Ein zentrales Ergebnis des Konzepts war der Nutzen der Diversifikation, der sich aus der Krümmung der Effizienzgrenze ergibt. Die Krümmung ist wesentlich, um zu zeigen, wie Diversifikation das Risiko-Ertrags-Profil des Portfolios verbessert. Sie zeigt auch, dass es einen abnehmenden Grenzertrag des Risikos gibt.
Wichtig
Das Hinzufügen von mehr Risiko zu einem Portfolio bringt keinen gleich hohen Ertrag – optimale Portfolios, die die Effizienzgrenze bilden, weisen tendenziell einen höheren Diversifikationsgrad auf als die suboptimalen, die in der Regel weniger diversifiziert sind.
Einschränkungen und Kritik an der Theorie der Effizienzgrenze
Die Effizienzgrenze und die moderne Portfoliotheorie beinhalten Annahmen, die möglicherweise nicht die Realität widerspiegeln. Beispielsweise wird angenommen, dass die Renditen von Vermögenswerten einer Normalverteilung folgen.4
In der Realität können Wertpapiere Renditen oder Tail-Risiken aufweisen, die mehr als drei Standardabweichungen vom Mittelwert entfernt liegen. Folglich wird angenommen, dass die Renditen von Vermögenswerten einer leptokurtischen Verteilung oder einer Verteilung mit schweren Enden folgen.
Außerdem nimmt Markowitz an, dass Anleger rational sind, keine Marktpreise beeinflussen können und uneingeschränkten Zugang zu Krediten und Anlagen zu einem risikofreien Zinssatz haben.4
In der Realität gibt es jedoch irrationale, risikofreudige Anleger, große Akteure, die Preise beeinflussen können, und Anleger ohne uneingeschränkten Zugang zu Krediten und Anlagen.

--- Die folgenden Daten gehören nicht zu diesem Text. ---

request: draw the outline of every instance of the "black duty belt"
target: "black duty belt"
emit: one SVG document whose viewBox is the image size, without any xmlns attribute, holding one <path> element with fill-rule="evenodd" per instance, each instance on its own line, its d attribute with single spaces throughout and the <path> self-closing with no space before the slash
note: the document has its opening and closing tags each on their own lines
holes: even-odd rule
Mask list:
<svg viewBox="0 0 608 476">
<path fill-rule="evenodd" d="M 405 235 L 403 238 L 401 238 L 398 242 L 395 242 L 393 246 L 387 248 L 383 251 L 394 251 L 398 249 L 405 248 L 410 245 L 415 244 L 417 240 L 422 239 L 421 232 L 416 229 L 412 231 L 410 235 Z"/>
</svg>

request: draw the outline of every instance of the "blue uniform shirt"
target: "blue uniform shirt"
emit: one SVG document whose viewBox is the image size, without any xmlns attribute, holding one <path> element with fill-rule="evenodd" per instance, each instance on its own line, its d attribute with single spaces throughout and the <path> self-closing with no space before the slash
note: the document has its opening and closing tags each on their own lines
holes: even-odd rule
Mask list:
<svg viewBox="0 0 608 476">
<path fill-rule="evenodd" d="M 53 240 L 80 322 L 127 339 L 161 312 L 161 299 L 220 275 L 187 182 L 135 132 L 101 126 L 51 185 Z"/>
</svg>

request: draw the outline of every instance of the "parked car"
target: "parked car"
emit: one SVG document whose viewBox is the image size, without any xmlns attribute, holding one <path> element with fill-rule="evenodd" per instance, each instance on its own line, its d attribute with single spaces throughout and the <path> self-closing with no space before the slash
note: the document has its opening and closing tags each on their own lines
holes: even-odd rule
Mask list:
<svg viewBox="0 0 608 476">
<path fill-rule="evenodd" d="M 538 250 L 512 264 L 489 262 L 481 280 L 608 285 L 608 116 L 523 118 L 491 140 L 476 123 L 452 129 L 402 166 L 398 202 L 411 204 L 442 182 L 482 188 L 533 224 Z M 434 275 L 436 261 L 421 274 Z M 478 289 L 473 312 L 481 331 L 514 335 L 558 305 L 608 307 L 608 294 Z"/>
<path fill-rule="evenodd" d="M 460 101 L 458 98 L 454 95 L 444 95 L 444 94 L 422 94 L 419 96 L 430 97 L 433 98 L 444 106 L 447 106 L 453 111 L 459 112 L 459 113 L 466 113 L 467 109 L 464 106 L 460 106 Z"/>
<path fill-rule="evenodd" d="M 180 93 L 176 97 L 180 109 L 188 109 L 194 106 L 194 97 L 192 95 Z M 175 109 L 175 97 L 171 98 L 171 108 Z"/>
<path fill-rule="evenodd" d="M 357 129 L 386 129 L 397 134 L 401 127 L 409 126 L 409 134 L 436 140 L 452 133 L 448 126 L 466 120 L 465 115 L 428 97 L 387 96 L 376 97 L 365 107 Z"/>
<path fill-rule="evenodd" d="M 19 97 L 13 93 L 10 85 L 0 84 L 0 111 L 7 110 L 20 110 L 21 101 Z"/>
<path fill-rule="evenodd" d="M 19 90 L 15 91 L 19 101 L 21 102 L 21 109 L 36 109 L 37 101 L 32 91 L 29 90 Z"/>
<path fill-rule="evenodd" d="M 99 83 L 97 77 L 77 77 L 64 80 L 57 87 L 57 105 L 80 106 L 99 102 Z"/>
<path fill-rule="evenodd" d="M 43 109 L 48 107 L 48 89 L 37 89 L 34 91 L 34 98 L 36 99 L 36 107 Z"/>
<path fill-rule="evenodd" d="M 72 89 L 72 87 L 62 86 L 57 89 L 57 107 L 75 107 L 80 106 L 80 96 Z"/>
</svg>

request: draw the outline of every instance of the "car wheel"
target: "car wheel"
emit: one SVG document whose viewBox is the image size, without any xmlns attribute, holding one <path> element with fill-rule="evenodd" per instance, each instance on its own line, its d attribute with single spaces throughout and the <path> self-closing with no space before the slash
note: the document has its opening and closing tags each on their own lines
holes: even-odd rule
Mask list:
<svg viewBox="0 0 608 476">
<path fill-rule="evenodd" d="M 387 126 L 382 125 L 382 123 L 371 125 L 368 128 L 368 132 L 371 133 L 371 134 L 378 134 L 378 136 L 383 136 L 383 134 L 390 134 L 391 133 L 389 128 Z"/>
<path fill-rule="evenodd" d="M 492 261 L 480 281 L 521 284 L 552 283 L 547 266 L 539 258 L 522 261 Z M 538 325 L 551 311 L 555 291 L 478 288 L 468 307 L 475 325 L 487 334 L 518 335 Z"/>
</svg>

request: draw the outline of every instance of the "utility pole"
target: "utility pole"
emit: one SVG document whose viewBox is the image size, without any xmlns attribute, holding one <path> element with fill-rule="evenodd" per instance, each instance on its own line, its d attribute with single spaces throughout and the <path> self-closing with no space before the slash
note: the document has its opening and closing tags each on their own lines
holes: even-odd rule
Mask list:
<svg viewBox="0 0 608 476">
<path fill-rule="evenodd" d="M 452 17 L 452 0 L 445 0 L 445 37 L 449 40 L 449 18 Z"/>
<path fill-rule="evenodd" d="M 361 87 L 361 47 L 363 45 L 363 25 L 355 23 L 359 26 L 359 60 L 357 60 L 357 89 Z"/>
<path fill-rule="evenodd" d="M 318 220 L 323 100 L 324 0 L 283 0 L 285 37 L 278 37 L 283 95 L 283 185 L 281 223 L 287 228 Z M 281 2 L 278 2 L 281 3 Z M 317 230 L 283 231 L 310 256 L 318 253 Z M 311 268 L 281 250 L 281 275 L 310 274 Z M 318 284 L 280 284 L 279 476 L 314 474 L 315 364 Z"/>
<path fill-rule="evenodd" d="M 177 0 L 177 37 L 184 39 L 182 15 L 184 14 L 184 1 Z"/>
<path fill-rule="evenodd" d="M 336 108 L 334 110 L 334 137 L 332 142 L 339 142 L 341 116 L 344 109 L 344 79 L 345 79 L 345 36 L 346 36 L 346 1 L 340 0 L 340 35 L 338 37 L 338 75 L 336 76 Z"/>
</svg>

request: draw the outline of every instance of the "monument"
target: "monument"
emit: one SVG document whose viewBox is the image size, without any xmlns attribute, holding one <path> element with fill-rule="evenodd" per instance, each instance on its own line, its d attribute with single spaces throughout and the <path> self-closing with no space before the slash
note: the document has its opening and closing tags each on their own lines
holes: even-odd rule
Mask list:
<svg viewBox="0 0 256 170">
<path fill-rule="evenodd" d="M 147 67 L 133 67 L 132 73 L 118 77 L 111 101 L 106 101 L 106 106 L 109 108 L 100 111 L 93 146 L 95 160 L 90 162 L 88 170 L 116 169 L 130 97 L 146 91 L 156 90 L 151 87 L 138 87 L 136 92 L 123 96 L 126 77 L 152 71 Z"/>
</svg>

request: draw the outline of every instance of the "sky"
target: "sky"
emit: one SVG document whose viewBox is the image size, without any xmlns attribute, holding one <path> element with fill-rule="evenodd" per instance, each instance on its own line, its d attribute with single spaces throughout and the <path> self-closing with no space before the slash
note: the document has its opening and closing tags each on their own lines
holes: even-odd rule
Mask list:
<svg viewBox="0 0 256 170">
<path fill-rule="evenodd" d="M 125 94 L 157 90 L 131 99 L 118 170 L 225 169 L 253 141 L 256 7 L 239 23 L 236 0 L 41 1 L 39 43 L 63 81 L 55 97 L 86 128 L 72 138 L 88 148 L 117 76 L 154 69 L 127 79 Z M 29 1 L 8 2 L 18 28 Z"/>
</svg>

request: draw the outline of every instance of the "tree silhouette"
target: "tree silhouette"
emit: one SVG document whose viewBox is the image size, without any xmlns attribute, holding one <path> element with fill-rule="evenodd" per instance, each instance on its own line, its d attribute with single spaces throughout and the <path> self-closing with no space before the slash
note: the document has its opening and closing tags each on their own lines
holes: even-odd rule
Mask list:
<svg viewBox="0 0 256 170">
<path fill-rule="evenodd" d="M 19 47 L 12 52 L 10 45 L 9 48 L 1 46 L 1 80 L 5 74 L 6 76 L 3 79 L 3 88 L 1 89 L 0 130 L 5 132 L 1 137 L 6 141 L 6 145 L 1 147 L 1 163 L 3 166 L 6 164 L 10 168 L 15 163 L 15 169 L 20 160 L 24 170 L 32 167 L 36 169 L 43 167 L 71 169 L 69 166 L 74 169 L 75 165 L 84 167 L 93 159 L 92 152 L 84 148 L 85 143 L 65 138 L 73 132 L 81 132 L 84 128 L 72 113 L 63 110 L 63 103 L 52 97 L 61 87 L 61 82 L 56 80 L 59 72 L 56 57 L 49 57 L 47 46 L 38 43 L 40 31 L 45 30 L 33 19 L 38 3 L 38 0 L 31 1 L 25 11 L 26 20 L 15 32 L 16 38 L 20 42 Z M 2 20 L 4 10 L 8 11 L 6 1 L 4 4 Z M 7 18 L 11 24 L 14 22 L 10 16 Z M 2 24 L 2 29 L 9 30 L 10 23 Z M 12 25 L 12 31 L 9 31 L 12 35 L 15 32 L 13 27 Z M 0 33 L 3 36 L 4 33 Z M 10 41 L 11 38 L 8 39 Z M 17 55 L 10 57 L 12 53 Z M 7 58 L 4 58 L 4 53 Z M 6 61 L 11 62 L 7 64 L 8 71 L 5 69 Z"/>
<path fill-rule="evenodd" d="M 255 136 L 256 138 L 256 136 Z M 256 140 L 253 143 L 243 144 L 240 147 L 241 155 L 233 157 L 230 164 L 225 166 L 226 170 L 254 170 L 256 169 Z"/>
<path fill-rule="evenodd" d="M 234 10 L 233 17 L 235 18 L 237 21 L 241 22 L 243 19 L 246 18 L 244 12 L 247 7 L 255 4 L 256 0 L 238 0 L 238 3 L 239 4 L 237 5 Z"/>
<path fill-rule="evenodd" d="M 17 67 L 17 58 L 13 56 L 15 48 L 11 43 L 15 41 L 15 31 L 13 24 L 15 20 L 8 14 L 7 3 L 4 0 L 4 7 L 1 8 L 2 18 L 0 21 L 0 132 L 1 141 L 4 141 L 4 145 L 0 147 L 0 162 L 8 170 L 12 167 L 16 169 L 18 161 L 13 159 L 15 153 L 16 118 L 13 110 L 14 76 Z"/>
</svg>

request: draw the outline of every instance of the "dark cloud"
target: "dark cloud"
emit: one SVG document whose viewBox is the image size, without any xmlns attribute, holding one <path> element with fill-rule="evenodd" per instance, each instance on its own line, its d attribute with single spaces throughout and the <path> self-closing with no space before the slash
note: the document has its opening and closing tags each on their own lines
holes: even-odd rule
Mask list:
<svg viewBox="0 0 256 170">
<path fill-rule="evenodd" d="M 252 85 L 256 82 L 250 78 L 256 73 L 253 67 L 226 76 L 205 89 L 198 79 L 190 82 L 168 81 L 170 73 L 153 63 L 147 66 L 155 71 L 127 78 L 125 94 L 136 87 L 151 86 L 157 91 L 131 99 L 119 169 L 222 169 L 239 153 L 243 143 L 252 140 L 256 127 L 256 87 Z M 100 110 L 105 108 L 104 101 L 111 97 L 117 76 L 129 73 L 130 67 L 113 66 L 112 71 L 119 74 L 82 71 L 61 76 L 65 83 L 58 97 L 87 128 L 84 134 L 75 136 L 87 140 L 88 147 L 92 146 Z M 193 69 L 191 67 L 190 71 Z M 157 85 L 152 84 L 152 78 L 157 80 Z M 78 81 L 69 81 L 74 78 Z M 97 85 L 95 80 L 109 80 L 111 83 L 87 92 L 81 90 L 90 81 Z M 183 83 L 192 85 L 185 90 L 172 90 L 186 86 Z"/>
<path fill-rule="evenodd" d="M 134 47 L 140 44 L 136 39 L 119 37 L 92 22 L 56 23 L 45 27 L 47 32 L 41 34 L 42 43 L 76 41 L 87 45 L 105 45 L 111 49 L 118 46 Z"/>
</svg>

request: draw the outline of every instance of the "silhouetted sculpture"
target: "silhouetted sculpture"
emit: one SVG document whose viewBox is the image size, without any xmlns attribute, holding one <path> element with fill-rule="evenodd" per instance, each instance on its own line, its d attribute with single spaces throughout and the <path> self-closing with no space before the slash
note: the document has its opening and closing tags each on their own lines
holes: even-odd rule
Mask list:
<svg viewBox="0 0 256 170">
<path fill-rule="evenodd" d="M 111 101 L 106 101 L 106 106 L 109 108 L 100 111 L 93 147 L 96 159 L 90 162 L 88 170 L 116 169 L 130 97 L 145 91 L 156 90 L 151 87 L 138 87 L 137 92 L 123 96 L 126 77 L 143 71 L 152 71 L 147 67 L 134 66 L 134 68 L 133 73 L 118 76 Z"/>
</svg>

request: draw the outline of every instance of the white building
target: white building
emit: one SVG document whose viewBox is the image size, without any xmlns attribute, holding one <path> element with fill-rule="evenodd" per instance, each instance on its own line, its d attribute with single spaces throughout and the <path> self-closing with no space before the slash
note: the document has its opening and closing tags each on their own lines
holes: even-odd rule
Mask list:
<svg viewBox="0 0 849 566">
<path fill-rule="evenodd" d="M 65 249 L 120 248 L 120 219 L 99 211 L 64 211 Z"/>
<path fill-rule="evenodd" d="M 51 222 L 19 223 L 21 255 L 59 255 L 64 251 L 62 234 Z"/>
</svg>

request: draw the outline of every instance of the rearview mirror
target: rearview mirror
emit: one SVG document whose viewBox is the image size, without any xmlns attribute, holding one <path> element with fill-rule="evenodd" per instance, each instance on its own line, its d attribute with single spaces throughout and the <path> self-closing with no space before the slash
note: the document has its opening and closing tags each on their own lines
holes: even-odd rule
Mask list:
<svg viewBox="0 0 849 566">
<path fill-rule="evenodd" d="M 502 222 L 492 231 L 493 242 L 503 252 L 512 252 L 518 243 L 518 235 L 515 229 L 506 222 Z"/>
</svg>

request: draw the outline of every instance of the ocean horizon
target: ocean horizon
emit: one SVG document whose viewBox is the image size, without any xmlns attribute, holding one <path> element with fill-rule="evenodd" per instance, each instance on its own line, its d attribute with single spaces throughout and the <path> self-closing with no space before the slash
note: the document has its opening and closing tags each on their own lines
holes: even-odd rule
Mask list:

Wichtige Faktoren bei der Verwendung der Effizienzgrenze
Beim Investieren geht man davon aus, dass ein höheres Risiko höhere Renditen bringt. Umgekehrt bedeutet ein geringeres Risiko niedrigere Renditen. Laut Markowitz' Theorie gibt es ein optimales Portfolio, das mit einem perfekten Gleichgewicht zwischen Risiko und Rendite gestaltet werden kann.
Das optimale Portfolio umfasst nicht einfach Wertpapiere mit den höchsten potenziellen Renditen oder risikoarme Wertpapiere. Das optimale Portfolio zielt darauf ab, Wertpapiere mit den höchsten potenziellen Renditen mit einem akzeptablen Risikograd oder Wertpapiere mit dem niedrigsten Risikograd für ein gegebenes potenzielles Renditeniveau auszugleichen. Optimale Portfolios bilden die Effizienzgrenze in einem Punktdiagramm von Risiko versus erwarteter Rendite.
Ein risikofreudiger Anleger würde Wertpapiere am rechten Ende der Effizienzgrenze wählen. Das rechte Ende umfasst Wertpapiere, von denen erwartet wird, dass sie ein hohes Risiko mit hohen potenziellen Renditen verbinden, was für sehr risikotolerante Anleger geeignet ist. Umgekehrt wären Wertpapiere am linken Ende der Effizienzgrenze für risikoaverse Anleger geeignet.
Warum ist die Effizienzgrenze wichtig?
Die Krümmung der Effizienzgrenze zeigt grafisch den Nutzen der Diversifikation und wie diese das Risiko-Ertrags-Profil eines Portfolios verbessern kann.
Was ist das optimale Portfolio?
Ein optimales Portfolio ist eines, das mit einem perfekten Gleichgewicht zwischen Risiko und Rendite gestaltet ist. Das optimale Portfolio versucht, Wertpapiere, die die größtmöglichen Renditen bieten, mit einem akzeptablen Risiko auszugleichen, oder die Wertpapiere mit dem geringsten Risiko bei einer bestimmten Rendite.
Wie wird die Effizienzgrenze konstruiert?
Die Effizienzgrenze bewertet Portfolios auf einer Koordinatenebene. Auf der x-Achse ist das Risiko aufgetragen, während die Rendite auf der y-Achse aufgetragen ist – die annualisierte Standardabweichung wird typischerweise zur Messung des Risikos verwendet, während die durchschnittliche jährliche Wachstumsrate (CAGR) für die Rendite verwendet wird.